Database Meets Revision Control

Any developer who has worked with HIPAA compliancy knows that the law is murky at best and the fed doesn’t publish a programmers’ guide to make your life any easier. However, one of the cardinal rules is the requirement to keep track of who sees HIPAA data, who modifies it and when this was done. Another is that if you delete/update patient data you need to log what was deleted/updated in order to provide an audit trail, if only for the lawyers. Failure to do so can subject a company to some pretty draconian penalties.

This creates a challenge on the database side because SQL UPDATE obliterates a record’s history. There are a few potential solutions, such as maintaining a changelog which such updates are written based on table triggers. I’ve done this but the log of atomic changes can grow immense. It’s also difficult to reconstruct a large record based on potentially dozens or even hundreds of changes to records which must be retained for up to six years. That’s how a traditional RCS would handle rollbacks but it’s not practical inside the confines of a database.

Nevertheless, a resource control system (RCS) approach is what’s needed, where a SQL UPDATE would maintain a copy of the pre-updated record and freeze it from further changes. RCS does its work by storing just the changes, or diffs, made to a document. While it would be technically possible to do this with a database record — for instance, using a BLOB in a sibling table — there’s a simpler and more practical method that also maintains relational integrity.

What I arrived at was adding an enum, or integer, column to each table named entity_status, where entity_status = 1 is the current live record and entity_status = 0 is an archived row that should never show up in queries for live data, which can be accomplished either with SQL filtering or ideally table partitioning. I added a few more statuses, such as “locked” which also freezes a live record from concurrent editing, “merged” and “incomplete” which is a live record that hasn’t been completed or approved , but those are application-specific and not important here.

The issue is that if you have a normalized table you can’t have multiple records sharing the same primary key. In other words, a clinic encounter might identify the patient internally as patient_id=100 with a foreign key to the patient table. What happens in this system if you “update” Patient 100’s data? You would have to insert a new record with a new primary key, Now the encounter record is pointing at an inactive patient record.

The solution was creating companion _detail tables for HIPAA tables. The _detail table contains all the volatile protected data that might be updated. Here’s an example:

CREATE TABLE patient (
    patient_id SERIAL NOT NULL UNIQUE,
    created_by VARCHAR NOT NULL,
    update_time TIMESTAMP WITH TIMEZONE,
    PRIMARY KEY (patient_id));

CREATE TABLE patient_detail (
    patient_detail_id SERIAL NOT NULL UNIQUE,
    patient_id INTEGER NOT NULL,
    first_name VARCHAR,
    last_name VARCHAR,
    dob DATE NOT NULL,
    -- add more HIPAA columns here
    created_by VARCHAR NOT NULL,
    create_date TIMESTAMP WITH TIMEZONE,
    entity_status SMALLINT DEFAULT 1 CHECK(entity_status in (0, 1)),
    PRIMARY KEY (person_detail_id,person_id));

ALTER TABLE patient_detail ADD FOREIGN KEY (person_id) REFERENCES patient (patient_id) ON UPDATE RESTRICT ON DELETE RESTRICT;

With the patient table holding the permanent patient_id and exporting it as a foreign key to the patient_detail table, you always have a consistent patient_id. You just have to join any queries on the patient table with its companion patient_detail table, filtering out any records which don’t have an entity_status of active, i.e. the value of 1.

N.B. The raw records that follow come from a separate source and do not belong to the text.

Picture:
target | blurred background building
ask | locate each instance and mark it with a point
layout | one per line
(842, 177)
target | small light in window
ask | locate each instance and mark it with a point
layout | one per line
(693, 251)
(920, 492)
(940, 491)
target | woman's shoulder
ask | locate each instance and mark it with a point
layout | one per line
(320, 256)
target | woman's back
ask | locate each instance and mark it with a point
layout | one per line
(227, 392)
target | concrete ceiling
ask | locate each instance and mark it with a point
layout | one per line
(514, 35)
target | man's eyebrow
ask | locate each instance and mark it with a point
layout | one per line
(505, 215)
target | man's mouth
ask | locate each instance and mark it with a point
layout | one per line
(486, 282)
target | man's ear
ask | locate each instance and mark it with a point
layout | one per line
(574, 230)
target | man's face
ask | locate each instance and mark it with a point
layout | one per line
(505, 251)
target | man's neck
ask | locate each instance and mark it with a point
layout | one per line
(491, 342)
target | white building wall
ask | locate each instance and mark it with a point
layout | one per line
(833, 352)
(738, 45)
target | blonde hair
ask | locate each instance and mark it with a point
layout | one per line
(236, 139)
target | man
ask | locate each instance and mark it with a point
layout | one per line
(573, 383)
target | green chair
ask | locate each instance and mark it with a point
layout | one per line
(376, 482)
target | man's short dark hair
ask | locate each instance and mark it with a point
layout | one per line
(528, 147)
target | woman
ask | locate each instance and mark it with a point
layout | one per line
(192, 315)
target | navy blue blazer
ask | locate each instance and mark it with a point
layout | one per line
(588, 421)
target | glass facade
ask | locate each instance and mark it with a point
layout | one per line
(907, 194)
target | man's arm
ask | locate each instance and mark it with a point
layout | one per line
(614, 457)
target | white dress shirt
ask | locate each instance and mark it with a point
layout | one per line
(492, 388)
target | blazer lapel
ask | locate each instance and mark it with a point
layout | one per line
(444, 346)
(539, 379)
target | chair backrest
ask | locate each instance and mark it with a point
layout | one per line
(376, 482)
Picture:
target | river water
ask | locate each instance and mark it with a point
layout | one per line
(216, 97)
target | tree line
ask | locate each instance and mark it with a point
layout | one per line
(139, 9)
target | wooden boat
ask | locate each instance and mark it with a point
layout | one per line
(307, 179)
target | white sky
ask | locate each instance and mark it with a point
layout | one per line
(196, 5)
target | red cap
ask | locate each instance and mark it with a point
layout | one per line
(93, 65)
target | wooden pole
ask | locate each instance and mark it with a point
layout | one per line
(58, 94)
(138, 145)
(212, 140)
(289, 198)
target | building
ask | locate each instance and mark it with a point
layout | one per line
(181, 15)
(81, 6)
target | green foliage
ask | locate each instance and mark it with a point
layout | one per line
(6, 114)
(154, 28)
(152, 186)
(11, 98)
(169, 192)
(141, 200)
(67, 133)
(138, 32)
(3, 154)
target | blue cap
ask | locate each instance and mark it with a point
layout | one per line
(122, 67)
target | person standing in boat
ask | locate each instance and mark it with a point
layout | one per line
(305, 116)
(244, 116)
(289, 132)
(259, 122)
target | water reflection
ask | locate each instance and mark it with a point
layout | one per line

Ideally, you would access these two tables together via a SQL view to keep that logic encapsulated from parent queries:

SELECT P.*, PD.* FROM patient P LEFT JOIN patient_detail AS PD ON (PD.patient_id = P.patient_id AND PD.entity_status = ENTITY_ACTIVE);

Because, logically, every record update on a _detail table is an insert we can use a single stored procedure to handle both cases. In either case, I check for any existing _detail record that has an entity_status=1 and update that to entity_status=0, which hides it from the queries. Then I insert the new record, which defaults to entity_status=1.

It’s a very simple system which has been working flawlessly on a couple of busy health records systems for the past several years. Periodically, you may want to spool very old inactive records to offline storage and delete them from the live database. That will maintain your HIPAA compliance while freeing up disk and increasing query speed.